Whatever new direction you're aiming for, not being able to redeploy existing
employees and letting them go is a failure on your part!

------
staunch
The Mozilla board of directors should be entirely replaced as either corrupt
or incompetent.

What they have done is squandered billions and personally pocketed millions.
What they haven't done is build a functional organization or compete
effectively in the marketplace. It's a slow moving train wreck.

Mozilla is losing the war for internet freedom through gross mismanagement.

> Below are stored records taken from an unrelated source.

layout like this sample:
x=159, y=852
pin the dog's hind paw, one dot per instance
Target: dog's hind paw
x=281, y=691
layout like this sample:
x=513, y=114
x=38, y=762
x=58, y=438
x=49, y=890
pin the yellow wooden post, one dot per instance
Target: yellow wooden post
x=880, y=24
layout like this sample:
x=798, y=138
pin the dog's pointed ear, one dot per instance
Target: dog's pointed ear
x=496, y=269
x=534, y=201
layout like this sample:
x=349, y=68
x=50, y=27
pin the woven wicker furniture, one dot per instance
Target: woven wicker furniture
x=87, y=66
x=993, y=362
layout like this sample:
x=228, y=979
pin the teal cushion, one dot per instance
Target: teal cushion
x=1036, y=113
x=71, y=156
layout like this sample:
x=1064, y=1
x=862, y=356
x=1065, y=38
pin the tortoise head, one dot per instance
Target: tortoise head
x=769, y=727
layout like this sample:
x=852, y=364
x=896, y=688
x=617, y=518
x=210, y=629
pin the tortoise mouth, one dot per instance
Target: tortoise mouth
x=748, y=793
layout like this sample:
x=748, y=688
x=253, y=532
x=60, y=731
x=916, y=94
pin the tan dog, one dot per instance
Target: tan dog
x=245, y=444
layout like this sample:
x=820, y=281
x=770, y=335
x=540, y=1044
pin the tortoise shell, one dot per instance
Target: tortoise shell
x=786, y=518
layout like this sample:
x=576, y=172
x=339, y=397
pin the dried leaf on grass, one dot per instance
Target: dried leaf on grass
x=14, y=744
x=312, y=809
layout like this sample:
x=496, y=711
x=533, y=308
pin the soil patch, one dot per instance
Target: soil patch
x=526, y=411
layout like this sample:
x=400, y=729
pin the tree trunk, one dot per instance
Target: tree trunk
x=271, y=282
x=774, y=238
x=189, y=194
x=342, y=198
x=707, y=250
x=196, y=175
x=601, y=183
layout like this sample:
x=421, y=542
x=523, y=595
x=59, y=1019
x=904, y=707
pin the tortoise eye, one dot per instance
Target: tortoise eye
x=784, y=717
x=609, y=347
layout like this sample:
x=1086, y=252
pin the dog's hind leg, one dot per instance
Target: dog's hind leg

It's sad that nothing will likely change until there's a big story or book
written. Pre-order "The Mozilla Scandal" today.

------
spystath
What makes me worry is that through a combination of Chrome dominance and
bizarre managerial decisions Firefox will eventually be driven to obscurity no
matter the technical prowess of its developers; and then we will be stuck with
a Webkit monoculture. Back in the days Firefox managed to make a significant
dent to the IE dominance, but this time is much more difficult to develop an
engine from scratch as the Web is ridiculously more complex than back in 2002
when Firefox initially appeared. And even then Gecko was already in
development for a longer time. However I believe that, eventually, a superior
engine will appear, maybe even Servo will be the one. But it won't matter any
more because even if that engine is better, more secure, etc., Chrome/Webkit
will still be good enough for the 99% (if not more) of users.

------
voidr
Relevant videos:

[https://www.youtube.com/watch?v=KPgyTzqDJhM](https://www.youtube.com/watch?v=KPgyTzqDJhM)

[https://www.youtube.com/watch?v=qMALm1VthGY](https://www.youtube.com/watch?v=qMALm1VthGY)

------
RcouF1uZ4gsC
People talk as if Mozilla was a true independent alternative to Google Chrome.
I often view things through the Golden Rule - " Whoever has the gold, makes
the rules." The vast majority of funding for Mozilla comes from Google. They
are already financially strapped. The chance of them doing anything
significant to upset the web that Google built as free content monetized by
tracking advertisements is practically nill.